By Gregory McMillanPublished 4 years ago 4 min read
A Coho in Ontario
Photo by Rishabh Malhotra on Unsplash

Sweat froze in his hair and snot froze in his beard, but Liam didn’t dare slow down. The sentries were making another round soon and he must cross the border before they did.

The frigid night smothered Liam’s lungs. His dad once told him the key to running was all in the breathing, but the cold air trapped his heavy breaths anyway; oxygen poured in, but carbon dioxide couldn’t get out. It felt like being buried alive by a thousand wet blankets. The snow swallowed every blundering footstep and every sound in the woods heralded doom. Frost had numbed the wound in his side, but that fact didn’t ease his anxiety.

The Americans had to know. If they mobilized in time, the world could stand a chance and Canada’s sacrifice would not be in vain. Canada’s conquest would not be in vain.

Whispers had leaked through every crack and crevice at the CSIS until the pipes themselves added to the gossip, rumor mongering, and paranoia that swept the nation. The survivors had trudged in from the north: from Yellowknife and northern Quebec, a few from Victoria Island and Iqaluit. Shortly after, intelligence lost all contact with the Northwest Territories, Whitehorse, and everywhere north of Hudson Bay.

“Green lights in the lake.”

“Green lights in the trees.”

“Green lights in their eyes.”

Liam slowed down as he reached the rocky, trash-filled banks of Lake Ontario.
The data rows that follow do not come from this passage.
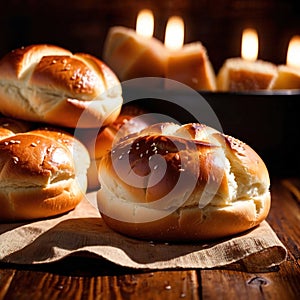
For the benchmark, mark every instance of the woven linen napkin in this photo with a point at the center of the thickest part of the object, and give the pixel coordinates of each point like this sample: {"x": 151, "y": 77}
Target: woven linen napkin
{"x": 82, "y": 231}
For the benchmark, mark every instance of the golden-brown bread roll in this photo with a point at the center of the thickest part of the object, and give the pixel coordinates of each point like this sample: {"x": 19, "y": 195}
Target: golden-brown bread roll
{"x": 182, "y": 183}
{"x": 238, "y": 74}
{"x": 42, "y": 174}
{"x": 46, "y": 83}
{"x": 288, "y": 78}
{"x": 99, "y": 143}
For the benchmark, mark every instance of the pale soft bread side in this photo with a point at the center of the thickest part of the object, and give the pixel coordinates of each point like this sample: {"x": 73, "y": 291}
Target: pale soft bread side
{"x": 46, "y": 83}
{"x": 288, "y": 78}
{"x": 191, "y": 66}
{"x": 238, "y": 74}
{"x": 132, "y": 56}
{"x": 100, "y": 142}
{"x": 43, "y": 174}
{"x": 230, "y": 195}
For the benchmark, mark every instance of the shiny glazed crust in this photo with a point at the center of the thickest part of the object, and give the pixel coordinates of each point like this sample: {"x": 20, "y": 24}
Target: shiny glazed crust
{"x": 43, "y": 173}
{"x": 46, "y": 83}
{"x": 224, "y": 188}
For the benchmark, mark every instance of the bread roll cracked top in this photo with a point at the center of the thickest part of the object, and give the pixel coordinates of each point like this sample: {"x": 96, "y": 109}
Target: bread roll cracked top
{"x": 42, "y": 172}
{"x": 46, "y": 83}
{"x": 182, "y": 183}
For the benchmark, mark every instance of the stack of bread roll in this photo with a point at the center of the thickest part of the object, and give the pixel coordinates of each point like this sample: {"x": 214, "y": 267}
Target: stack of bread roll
{"x": 64, "y": 130}
{"x": 43, "y": 170}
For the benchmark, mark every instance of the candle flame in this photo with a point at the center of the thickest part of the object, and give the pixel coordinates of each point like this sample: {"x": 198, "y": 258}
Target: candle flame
{"x": 145, "y": 23}
{"x": 249, "y": 44}
{"x": 174, "y": 33}
{"x": 293, "y": 54}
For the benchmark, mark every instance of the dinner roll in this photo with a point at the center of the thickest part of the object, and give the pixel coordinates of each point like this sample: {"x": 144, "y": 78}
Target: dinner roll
{"x": 182, "y": 183}
{"x": 99, "y": 142}
{"x": 46, "y": 83}
{"x": 42, "y": 174}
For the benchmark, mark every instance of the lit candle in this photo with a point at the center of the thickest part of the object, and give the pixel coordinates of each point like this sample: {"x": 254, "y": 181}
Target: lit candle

Ripples lapped against the shore, dragging rocks and litter into the depths. A breeze from the other side carried a miasma of oil that thrashed against his lungs. His legs trembled. Liam crouched at the edge of the bank to catch his breath. The pier was not too far.

He was never cut out to be a field agent, not like his father. His dad had tried to toughen him up and take him to the pier to fish for coho. It was calm, for a time. Liam would drown out his father’s voice and imagined floating on the lake without a boat. But by his fourteenth birthday, no one had caught, let alone seen, a coho salmon in the lake for several years.

That hadn’t deterred his dad; he made Liam hike with him for six miles to a frozen pond every Sunday. They’d sit right in the middle and carve a hole in the ice to fish. They never caught anything as big as a coho and Liam hated it, but it was preferable to Sunday School.

At this moment, he half-wanted to stop and let the lake claim him. Someday, he thought, it’ll claim us all.

The Saint Lawrence River was not more than a hundred yards away. New York City lay just beyond. He trudged in that direction, but his knees ached too much. The trees flared with a pale green light. The bank stretched on and on. If he ran the sentry would spot and overtake him.

Lake Ontario’s gentle wavelets rocked against each other, cutting the green light and glittering like a gem. Between those sparkling lights, the water was dark. The ripples brightened.

I’ll swim, he thought, Yeah, I was a pretty good swimmer.

Liam dove into the icy water.

His arms felt the shock first. The waves grasped his clothes. The lake and night conspired with gravity. He kicked feebly against the water and the numbing cold.

“Halt!” The galvanic ultimatum ripped across the water.

The light engulfed him. Liam couldn’t tell which direction it came from.

“Please!” he cried out.

Liam treaded water, thirty or so meters from the shore, but a metal pincer from the frigid depths gripped his leg and yanked him beneath the surface. He swallowed what tasted like icy grease.

The voice rippled across the waves again, and Liam trembled. He forced his hands in front of him and kicked, dragging it with his breaststroke. He choked and threw his arms up to the surface, coughed and sputtered, but the lake rushed in.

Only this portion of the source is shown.